The reason then for investing is not to spot the change in direction of trends, which forecasting tries to do, but to invest with the trend. While trends do change direction, they tend to do so slowly. The direction of a trend tends to go on for a long while. Avid readers of this newsletter may not be surprised to know that we have an investment saying when we are discussing trends … “it is usually earlier than you think”.
As a young man I had an early experience of this. While working in Australia I tasted my first cappuccino, and I loved it. Here was a business idea I could bring back to the UK and make my fortune. On my return a year later almost opposite my office was a brand-new Costa Coffee. Damn I thought, too late. The year …1991. I didn’t realise I didn’t have to be first or even second, I just needed to be part of the trend.

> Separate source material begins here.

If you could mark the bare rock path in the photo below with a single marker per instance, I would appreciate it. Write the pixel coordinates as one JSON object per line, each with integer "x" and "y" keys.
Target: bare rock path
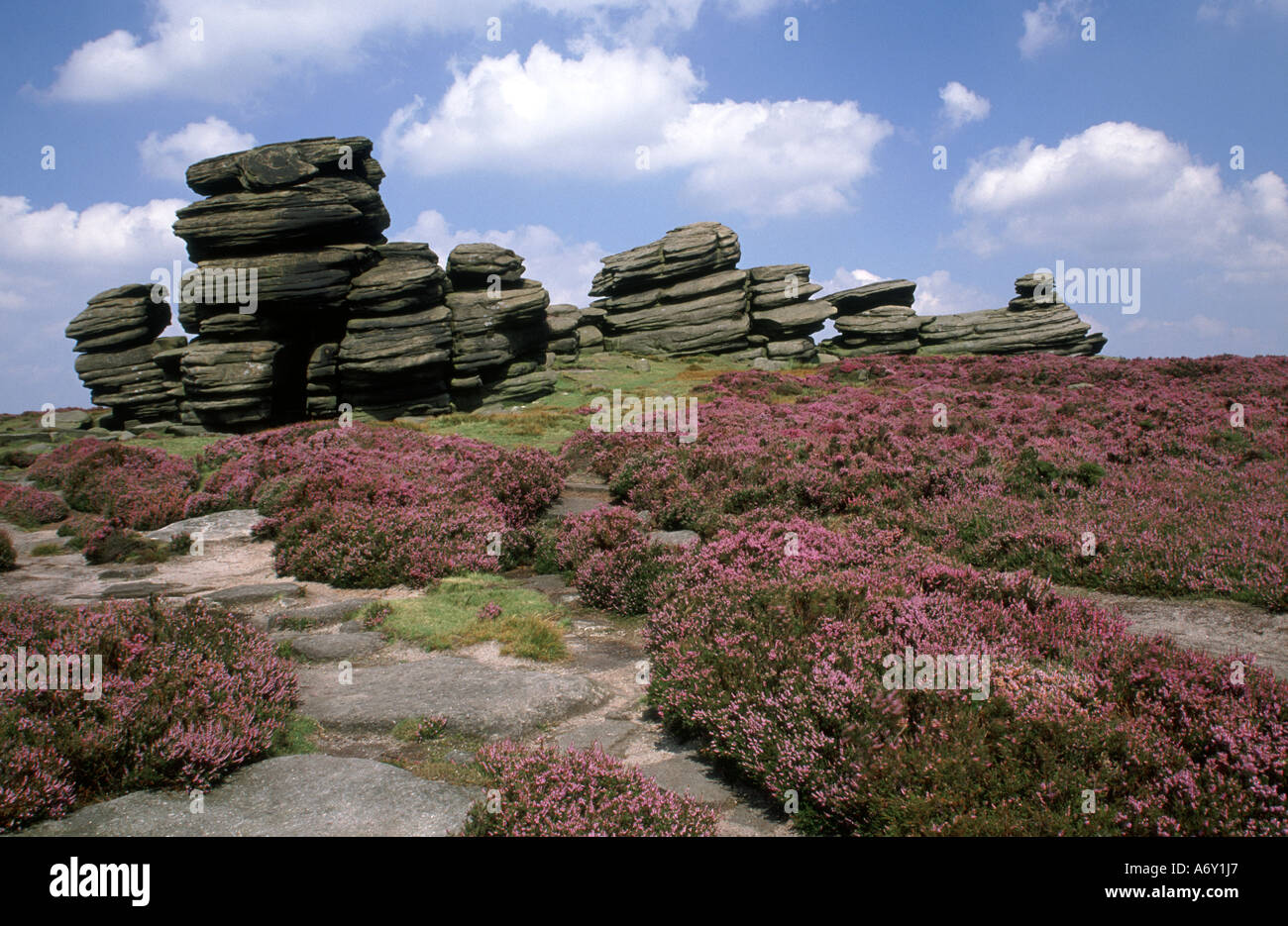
{"x": 1214, "y": 626}
{"x": 357, "y": 686}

So, for MVAM investing means researching and looking for confirmations that the trend remains intact. Below are three headlines from one FT over Christmas that were within three pages of each other.
1. Japan’s indigenous population set to start falling by 1 person per minute
2. Swiss ice masses have contracted 2% this year
3. Have we reached peak meat. US and European beef and pork consumption stalls
The first two are the results of trends set in motion decades ago and should come as no surprise. But it suggests Japanese food retailers may not be an area we particularly want to invest in. The third arguably is the start of the change of a trend. Again, we don’t have to forecast what will happen in the future we just have to be wary of investing in the local butchers or funnily enough seed companies.
So, as we start the new decade the forecasts for the next ten years look somewhat bleak, there is plenty to worry about after all. But think how bright those forecasts were in 2000, or indeed how downbeat they were in 2010. Neither proved correct but the world kept warming, the Japanese kept getting older and there kept on being more and more coffee shops on the high streets of the world…. Trends remain friends over the long term.